Sherman could have done that switcheroo before, but they still had to fear running afoul of the "debts owed … another" clause, which other courts had ruled as applicable to debt buyers. With Gorsuch and the Supremes waving that away, debt buyers are free to play all kinds of games to evade regulation. Debt buyers could acquire a community lender and assign it the task of debt collection.
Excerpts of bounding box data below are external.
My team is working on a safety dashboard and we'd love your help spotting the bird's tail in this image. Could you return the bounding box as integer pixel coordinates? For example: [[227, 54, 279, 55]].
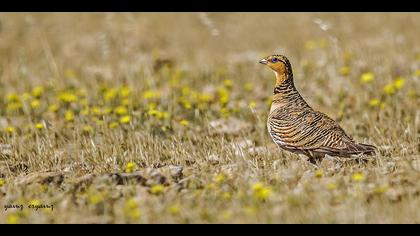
[[347, 143, 377, 155]]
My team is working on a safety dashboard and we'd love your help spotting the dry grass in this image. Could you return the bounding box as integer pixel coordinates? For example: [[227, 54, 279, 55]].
[[0, 13, 420, 223]]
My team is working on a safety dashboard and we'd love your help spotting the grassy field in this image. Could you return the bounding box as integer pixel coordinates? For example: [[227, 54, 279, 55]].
[[0, 13, 420, 223]]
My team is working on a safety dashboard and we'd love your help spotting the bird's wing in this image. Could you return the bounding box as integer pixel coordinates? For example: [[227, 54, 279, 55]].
[[268, 109, 353, 154]]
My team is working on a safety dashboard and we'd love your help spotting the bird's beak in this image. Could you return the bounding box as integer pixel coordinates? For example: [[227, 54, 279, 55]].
[[260, 58, 268, 65]]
Or larger banks could bring a debt buying operation under their roof, as Santander has.
Bankruptcy attorneys seem more exercised by this decision than consumer attorneys, but everyone sees the potential for mischief. "Certain debt buyers by their corporate structure are going to be able to avoid this law," says April Kuehnhoff, an attorney with the National Consumer Law Center. "Now consumers are not going to know whether this person calling them is covered or isn't covered [by the act]. I think it raises a lot of difficulty in private enforcement."
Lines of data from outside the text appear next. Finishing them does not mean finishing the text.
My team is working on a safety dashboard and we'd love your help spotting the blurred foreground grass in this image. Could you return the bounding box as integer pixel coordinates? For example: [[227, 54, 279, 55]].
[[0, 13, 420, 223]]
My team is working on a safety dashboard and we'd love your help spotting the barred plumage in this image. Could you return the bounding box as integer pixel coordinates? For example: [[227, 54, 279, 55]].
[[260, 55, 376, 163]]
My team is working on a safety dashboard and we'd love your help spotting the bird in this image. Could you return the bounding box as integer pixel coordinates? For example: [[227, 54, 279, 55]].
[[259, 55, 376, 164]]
Kuehnhoff adds that Congress needs to get involved right away to fix this newly created hole, rather than wait and see how the industry adapts. Indeed, that was Justice Gorsuch's conclusion as well, that Congress could merely update the statute by applying it to debt buyers to reflect the changing times. Max Gardner believes that's a pipe dream with the current Congress. "That's going to happen as soon as Trump reveals his tax returns," he says.
Gorsuch's was the second Supreme Court ruling benefiting debt buyers handed down in the last two weeks. The other, Midland v. Johnson, allows a debt buyer to file a proof of claim in a bankruptcy case beyond the statute of limitations without violating the FDCPA. This creates an incentive for debt buyers to toss expired claims into any bankruptcy case without sanction. "You're buying debt for five (hundredths of one percent), you don't have to hit too many doubles to come up with a pretty good batting average," says Gardner.
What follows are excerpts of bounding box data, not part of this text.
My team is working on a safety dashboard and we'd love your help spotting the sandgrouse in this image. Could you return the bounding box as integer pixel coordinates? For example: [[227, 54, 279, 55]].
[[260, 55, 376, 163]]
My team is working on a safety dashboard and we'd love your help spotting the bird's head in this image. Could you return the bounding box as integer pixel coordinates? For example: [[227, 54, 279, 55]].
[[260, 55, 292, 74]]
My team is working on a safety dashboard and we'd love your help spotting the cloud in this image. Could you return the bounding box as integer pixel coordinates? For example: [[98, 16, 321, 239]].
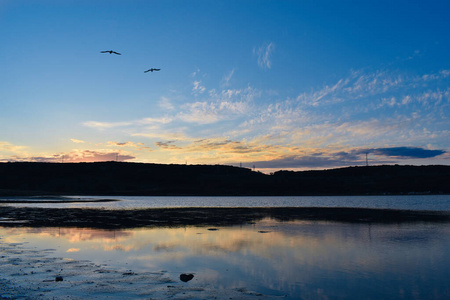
[[70, 139, 85, 144], [7, 149, 136, 162], [83, 121, 133, 130], [192, 80, 206, 94], [0, 141, 27, 152], [371, 147, 446, 158], [253, 42, 275, 69], [108, 141, 151, 151], [155, 141, 182, 150], [83, 117, 172, 130], [178, 101, 248, 124], [158, 97, 175, 110], [221, 69, 234, 87]]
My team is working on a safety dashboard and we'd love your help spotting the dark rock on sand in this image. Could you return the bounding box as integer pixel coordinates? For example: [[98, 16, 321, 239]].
[[180, 274, 194, 282]]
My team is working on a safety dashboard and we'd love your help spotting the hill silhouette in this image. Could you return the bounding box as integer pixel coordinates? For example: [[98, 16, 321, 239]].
[[0, 162, 450, 196]]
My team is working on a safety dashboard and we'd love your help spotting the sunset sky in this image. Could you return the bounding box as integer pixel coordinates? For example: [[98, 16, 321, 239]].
[[0, 0, 450, 172]]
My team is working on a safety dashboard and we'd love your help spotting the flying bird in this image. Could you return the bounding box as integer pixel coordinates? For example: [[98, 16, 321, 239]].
[[144, 68, 161, 73], [100, 50, 122, 55]]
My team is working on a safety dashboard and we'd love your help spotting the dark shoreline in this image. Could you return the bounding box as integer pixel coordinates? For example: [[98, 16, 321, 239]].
[[0, 162, 450, 197], [0, 206, 450, 229]]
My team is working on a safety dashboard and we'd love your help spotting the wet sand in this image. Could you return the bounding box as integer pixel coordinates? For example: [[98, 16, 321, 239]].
[[0, 239, 282, 299], [0, 206, 450, 299], [0, 206, 450, 229]]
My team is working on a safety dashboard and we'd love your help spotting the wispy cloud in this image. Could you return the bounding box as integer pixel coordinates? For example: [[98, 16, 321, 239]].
[[253, 42, 275, 69], [70, 139, 85, 144], [192, 80, 206, 94], [158, 97, 175, 110], [370, 147, 446, 158], [0, 141, 27, 152], [221, 69, 235, 87]]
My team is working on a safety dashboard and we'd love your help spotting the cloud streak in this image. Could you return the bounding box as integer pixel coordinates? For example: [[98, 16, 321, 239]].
[[253, 42, 275, 69]]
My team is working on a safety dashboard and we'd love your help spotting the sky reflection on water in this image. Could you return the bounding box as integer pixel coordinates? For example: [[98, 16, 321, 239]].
[[0, 219, 450, 299]]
Decisions like those in these two cases happen when you have nine cloistered, Ivy League-educated career jurists on the Court, instead of someone with actual experience in the legislative arena or defending vulnerable people. A 2014 report found that 77 million Americans—more than one in three—have an outstanding debt in collections. Enormous numbers of people are going to have their lives worsened because of this unanimous ruling based on a narrow word construction.
The justices certainly could have clarified the status of debt buyers under the FDCPA using the statute's entire definition. The Court has no problem expanding rulings when it comes to letting states opt out of expanded Medicaid or enabling unrestricted money in our elections. Only when it comes to people hounded by debts do they adhere so narrowly to the question before them. But businesses almost always get the benefit of the doubt at the Supreme Court in ways that ordinary Americans don't.
Millions of people will be awakened in the night by an angry telemarketer screaming at them to pay up. I wish the first person to get such a call would be Neil Gorsuch.